Originally known as the Australian Aero Club (Queensland Section), RQAC was founded in 1910, making it the oldest aviation organisation in the southern hemisphere.
Flight training commenced in 1919 after World War I, the organisation was renamed the Queensland Aero Club in 1920 and received approval from the government to commence passenger services later that year, earlier than Qantas.

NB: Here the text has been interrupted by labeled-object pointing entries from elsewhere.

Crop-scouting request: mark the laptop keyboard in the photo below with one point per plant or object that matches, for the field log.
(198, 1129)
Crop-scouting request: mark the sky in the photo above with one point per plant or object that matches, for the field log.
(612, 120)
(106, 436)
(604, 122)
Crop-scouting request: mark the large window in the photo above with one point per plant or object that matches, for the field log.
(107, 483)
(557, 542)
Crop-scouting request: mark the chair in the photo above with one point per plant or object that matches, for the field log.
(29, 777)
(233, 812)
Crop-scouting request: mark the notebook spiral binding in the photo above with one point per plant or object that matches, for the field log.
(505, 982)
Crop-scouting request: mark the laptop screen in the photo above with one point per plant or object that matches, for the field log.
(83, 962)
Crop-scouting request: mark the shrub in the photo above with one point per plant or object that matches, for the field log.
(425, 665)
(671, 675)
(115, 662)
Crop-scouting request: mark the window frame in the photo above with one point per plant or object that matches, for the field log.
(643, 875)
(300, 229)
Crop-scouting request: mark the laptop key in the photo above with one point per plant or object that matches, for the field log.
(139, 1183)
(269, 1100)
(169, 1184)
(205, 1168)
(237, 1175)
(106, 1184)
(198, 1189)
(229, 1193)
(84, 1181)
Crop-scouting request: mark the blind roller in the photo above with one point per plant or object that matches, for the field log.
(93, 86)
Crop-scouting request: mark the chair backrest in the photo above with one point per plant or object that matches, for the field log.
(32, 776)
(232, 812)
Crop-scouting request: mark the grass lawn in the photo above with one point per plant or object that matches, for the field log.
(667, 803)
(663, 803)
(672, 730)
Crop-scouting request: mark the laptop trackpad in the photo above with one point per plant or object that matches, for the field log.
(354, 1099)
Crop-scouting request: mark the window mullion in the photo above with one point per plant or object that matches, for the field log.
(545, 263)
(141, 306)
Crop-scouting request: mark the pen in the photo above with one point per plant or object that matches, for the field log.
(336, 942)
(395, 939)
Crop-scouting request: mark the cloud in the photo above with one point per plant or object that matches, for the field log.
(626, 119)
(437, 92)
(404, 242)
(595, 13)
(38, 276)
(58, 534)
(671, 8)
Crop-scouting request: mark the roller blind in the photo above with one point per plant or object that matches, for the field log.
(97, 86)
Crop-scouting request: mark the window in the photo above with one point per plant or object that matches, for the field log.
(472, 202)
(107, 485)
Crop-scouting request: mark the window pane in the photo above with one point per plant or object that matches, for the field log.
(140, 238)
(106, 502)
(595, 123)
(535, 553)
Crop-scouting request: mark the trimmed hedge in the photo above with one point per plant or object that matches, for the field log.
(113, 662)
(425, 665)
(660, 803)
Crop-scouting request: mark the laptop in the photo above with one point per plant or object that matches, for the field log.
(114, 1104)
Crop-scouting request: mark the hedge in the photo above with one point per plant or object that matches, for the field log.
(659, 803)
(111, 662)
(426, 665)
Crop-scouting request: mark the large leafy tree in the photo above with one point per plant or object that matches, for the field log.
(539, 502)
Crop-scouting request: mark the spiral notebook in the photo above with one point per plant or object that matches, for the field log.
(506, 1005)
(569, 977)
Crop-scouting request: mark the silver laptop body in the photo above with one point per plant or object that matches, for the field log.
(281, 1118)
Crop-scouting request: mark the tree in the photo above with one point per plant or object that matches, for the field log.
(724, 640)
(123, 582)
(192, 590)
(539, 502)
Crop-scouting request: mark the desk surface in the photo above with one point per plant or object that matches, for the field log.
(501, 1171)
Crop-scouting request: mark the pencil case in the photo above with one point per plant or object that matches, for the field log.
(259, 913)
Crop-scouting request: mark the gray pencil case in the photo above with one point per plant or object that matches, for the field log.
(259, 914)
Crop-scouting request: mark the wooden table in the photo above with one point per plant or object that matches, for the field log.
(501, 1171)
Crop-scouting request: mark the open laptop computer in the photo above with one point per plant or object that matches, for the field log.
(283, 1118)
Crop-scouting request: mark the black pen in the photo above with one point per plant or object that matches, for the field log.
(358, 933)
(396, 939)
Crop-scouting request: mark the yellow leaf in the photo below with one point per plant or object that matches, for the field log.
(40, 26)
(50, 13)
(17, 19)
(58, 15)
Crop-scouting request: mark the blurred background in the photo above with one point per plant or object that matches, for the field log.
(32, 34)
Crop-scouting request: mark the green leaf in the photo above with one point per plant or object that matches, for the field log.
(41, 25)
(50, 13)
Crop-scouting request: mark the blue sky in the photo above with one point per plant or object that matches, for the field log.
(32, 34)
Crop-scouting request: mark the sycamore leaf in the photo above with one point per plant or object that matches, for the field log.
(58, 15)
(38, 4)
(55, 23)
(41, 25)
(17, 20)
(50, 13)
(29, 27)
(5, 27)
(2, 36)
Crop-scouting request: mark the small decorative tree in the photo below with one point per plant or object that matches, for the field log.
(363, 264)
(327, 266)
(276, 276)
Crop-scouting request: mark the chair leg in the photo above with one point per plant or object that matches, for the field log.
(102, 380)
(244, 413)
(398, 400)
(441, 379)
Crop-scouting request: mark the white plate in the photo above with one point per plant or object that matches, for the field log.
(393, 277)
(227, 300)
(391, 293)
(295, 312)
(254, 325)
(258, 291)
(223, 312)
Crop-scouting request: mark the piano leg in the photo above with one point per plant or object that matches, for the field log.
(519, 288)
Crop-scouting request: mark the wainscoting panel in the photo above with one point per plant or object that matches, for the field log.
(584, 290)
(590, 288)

The Aero Club had close ties with Qantas as their flight training provider, a partnership that exists to this day, through the Airline Academy of Australia, a subsidiary of the Royal Queensland Aero Club specialising in training airline cadets. The organisation was granted the 'Royal' prefix in 1935 and became the Royal Queensland Aero Club. RQAC civil operations ceased in 1940 at the dawn of World War II with the assets being seconded to the Royal Australian Air Force No. 2 Empire Flight Training School. Civil operations resumed in 1945 with the end of World War II. The aero club continued to expand, building new premises in the mid-1960s, purchasing a new hangar in 1984 and creating an associated company, the Airline Academy of Australia in 2006.

The club also produces a bi-monthly publication called "Joystick Jottings".

==Notable members==
The Royal Queensland Aero Club has had many well-known members over the years, including Sir Charles Kingsford Smith and Bert Hinkler, the first man to fly from England to Australia. In 2015, the club donated an antique propeller for Hinkler's memorial in Italy, and organised a fly-past in his honour.

==Aircraft fleet==

===Past fleet===
- Cessna 172
- Cessna 206
- Citabria 7GCBC
- Cirrus SR20
- Tecnam P2006T
- Redbird Flight Simulations FMX 1000 Synthetic Trainer
- 1942 Tiger Moth – used in the 1950s.
- Gypsy Moths, Hornets, and a Miles Falcon.